Health Literacy Tips for Public Health Campaigns – Part 3
By: Beth Minnigerode | 10/24/2011
For the last post in our three-part series on health
literacy tips, we'll focus on the appearance of your communications piece. Before
people read a piece, they glance at it, which reveals if the text will be easy
or difficult to understand. You don't want to turn them off before they even
get a chance to read what you wrote.
Health Literacy
Tips - Appearance
- Include ample white space to avoid the look of a
solid block of text.
- Use lowercase letters unless capitals are
grammatically necessary. The rectangular shape of all caps requires the reader
to pause and take in each letter individually. This slows down reading and comprehension.
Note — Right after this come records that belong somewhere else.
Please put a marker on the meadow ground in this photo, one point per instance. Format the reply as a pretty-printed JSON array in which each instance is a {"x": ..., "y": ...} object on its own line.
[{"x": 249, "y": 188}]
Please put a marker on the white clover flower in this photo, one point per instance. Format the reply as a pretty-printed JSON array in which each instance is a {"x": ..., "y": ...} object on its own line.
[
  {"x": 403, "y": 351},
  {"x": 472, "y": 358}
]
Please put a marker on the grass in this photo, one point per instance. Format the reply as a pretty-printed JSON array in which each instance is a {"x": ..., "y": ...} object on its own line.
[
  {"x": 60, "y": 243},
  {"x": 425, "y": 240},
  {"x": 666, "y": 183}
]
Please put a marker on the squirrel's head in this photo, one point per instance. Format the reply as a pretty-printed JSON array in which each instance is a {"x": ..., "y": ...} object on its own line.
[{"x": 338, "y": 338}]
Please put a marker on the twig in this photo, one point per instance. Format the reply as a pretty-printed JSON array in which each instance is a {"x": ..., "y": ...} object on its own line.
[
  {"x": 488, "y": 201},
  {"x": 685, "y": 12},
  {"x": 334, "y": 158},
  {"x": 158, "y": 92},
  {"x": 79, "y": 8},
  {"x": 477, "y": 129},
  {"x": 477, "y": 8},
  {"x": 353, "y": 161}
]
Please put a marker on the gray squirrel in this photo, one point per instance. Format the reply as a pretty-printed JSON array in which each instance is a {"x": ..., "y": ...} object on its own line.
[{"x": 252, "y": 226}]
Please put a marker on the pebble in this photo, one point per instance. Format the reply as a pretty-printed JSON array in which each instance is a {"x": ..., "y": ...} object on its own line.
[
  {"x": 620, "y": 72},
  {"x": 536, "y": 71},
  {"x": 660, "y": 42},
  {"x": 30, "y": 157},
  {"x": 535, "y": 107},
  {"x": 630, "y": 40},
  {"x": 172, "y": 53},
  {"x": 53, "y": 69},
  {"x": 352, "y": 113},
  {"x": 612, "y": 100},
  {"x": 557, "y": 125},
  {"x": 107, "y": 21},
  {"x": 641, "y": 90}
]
Look at the word "TRY" versus "try."
- Ensure there is a high degree of contrast
between text color and the paper. Don't use reverse type (white on black).
- Print size is at least 12 point, serif type, no
stylized letters.
- Use an eye-catcher - a box or larger font - to
draw reader's eyes to the most important information.
- Use headers and break text up into small
segments, so readers can visually grasp once section before moving on to the
next.
- Skip a line to start a new paragraph instead of
indenting.
- Leave the right ends of paragraphs ragged, not
justified.
- Place the key information first, in the most
powerful position. As they say, "first impressions are everything." The second most powerful area is the end of
the communications piece.
Although this final tip doesn't fit under the appearance
category, it's one I thought was crucial to mention. Please, test out your
piece with a few actual patients/end users before finalizing it. Their input
will be invaluable.
Once again, thanks again to the sources I referenced during
my studies: the textbook Teaching
Patients with Low Literacy Skills, National
Institutes of Health Plain Language online training and Health Literacy Missouri.